“The application has been running fine for years, last week the network was upgraded and we moved from 100 mbps to gigabit. Now the last half of the data in some messages is garbage. The network people swear it is not the network – but that is the only thing that changed.”
The good news is that the expensive network upgrade did not break the application.
The bad news is that the application is broken and has always been broken. What *many* people writing TCP applications do not realize is that TCP is a stream of bytes, not messages. The fact that an application sends two 1000 byte messages does not mean that the sending TCP stack will send two 1000 bytes TCP segments. The application messages can be segmented into smaller pieces based on either the receiver’s advertized maximum segment size or some configuration limitation on the sender. Retransmissions can also combine and fragment application messages. Even if the sending TCP stack actually sends two 1000 byte TCP segments there is no guarantee that the receiving TCP stack will give the receiving application two 1000 byte messages. For example, if the application’s buffer is only 500 bytes that is all the TCP stack will return. On the other hand if the buffer is 1500 bytes and both 1000 byte segments have arrived the TCP stack will return 1500 bytes in the first call and 500 in the second. It is up to the application to take the byte stream and parse it correctly back into messages.

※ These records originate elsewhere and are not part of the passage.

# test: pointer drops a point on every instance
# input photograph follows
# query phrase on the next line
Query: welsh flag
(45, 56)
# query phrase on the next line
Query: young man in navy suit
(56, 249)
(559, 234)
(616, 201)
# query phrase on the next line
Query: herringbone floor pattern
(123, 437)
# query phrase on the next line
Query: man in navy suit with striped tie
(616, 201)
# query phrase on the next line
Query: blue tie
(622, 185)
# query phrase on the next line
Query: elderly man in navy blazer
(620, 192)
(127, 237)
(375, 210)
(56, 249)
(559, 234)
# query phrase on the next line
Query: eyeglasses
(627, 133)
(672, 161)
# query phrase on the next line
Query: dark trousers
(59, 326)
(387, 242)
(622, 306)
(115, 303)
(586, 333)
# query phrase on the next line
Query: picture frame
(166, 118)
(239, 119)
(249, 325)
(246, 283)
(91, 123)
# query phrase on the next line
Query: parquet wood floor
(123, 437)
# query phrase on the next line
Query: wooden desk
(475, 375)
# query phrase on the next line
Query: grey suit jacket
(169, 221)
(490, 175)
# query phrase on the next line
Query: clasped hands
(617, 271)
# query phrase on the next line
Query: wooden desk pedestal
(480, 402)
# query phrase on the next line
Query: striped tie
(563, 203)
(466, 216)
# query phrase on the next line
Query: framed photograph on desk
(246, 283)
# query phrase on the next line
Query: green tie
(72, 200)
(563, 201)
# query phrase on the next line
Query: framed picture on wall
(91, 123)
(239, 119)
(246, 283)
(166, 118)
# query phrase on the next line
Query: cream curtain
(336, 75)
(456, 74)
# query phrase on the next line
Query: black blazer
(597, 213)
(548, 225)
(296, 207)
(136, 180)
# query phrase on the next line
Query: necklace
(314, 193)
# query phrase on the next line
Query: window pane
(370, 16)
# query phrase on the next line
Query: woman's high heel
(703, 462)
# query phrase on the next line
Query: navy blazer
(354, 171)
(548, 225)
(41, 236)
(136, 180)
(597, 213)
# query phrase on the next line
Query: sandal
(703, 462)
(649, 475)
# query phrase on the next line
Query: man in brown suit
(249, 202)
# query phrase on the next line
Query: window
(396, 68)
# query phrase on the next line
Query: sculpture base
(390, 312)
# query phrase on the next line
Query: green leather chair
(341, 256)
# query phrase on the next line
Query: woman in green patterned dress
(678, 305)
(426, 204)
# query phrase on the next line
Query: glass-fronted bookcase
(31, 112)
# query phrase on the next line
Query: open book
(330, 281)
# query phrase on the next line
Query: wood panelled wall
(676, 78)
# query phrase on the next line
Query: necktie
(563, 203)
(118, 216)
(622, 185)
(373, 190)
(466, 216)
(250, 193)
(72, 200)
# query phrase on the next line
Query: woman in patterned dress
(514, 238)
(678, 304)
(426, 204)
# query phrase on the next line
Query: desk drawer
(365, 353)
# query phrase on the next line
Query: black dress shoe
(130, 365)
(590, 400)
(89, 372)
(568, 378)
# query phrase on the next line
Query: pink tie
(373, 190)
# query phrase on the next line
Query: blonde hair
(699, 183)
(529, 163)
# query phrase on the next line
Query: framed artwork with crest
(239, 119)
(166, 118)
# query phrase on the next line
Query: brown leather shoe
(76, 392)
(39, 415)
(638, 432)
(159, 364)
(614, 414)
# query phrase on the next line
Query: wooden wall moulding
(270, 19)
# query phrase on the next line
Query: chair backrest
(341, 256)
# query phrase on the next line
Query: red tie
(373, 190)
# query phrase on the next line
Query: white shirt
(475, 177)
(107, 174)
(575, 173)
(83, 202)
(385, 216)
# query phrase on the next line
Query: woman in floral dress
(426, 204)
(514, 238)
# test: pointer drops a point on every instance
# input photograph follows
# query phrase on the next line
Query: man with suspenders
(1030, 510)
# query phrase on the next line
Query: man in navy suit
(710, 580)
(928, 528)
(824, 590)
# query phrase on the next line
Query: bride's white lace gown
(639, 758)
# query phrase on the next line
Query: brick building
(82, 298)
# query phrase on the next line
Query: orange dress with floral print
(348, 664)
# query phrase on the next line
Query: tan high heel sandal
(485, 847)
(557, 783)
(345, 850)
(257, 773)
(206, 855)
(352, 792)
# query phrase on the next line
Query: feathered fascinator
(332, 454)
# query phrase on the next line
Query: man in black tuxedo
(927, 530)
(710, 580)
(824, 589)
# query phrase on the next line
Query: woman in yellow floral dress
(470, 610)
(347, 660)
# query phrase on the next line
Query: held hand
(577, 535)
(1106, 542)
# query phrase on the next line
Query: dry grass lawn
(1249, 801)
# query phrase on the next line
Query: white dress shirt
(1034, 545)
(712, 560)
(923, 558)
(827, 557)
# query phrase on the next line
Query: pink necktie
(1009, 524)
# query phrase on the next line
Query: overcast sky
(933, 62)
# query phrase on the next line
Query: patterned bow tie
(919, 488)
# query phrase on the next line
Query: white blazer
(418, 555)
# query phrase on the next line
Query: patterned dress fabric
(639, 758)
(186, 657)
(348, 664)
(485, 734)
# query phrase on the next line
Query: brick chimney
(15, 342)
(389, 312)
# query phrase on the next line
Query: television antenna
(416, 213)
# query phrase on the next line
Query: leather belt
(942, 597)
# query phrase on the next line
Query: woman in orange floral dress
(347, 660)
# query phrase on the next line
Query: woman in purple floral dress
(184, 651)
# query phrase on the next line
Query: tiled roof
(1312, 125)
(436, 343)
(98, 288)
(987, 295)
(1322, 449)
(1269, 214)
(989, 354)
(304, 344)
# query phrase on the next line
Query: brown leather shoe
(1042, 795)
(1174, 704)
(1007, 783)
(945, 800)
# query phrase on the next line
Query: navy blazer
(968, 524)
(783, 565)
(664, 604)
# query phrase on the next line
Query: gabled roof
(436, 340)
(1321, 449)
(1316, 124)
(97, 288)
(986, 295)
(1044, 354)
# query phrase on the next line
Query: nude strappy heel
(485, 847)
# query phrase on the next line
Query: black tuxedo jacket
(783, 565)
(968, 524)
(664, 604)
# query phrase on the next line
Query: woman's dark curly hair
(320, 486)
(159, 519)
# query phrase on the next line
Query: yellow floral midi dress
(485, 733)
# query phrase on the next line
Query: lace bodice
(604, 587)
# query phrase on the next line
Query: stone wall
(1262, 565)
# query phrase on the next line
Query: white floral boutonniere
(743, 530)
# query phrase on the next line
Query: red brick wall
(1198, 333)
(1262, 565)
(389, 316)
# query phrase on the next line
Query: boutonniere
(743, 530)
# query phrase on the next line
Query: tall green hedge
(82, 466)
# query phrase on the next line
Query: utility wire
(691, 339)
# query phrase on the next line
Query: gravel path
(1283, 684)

What does this have to do with upgrading the network? Well the OpenVOS server and Linux client where on different subnets so the OpenVos system was advertising a maximum segment size of 536 bytes. The application messages sent by the client were 1000 bytes so the messages where being segmented into 2 pieces. Prior to the upgrade it appears that both segments were arriving at the OpenVOS server before the application posted its receive so all 1000 bytes were read with one call to the receive function. After the upgrade the segment timing changed so that some of the time only the first segment was available when the application posted its receive. The last 464 (1000 – 536) bytes of the application buffer were not filled in by the TCP stack and contained whatever garbage was there before the receive was posted.
In this case there was an easy quick fix, increase OpenVOS’s advertised MSS value to 1460 (see An easy way to improve TCP throughput across subnets). That however is really only a stop gap. The real solution will be to rewrite the code to correctly parse the TCP byte stream back into application messages instead of just assuming that 1 receive call will return 1 message.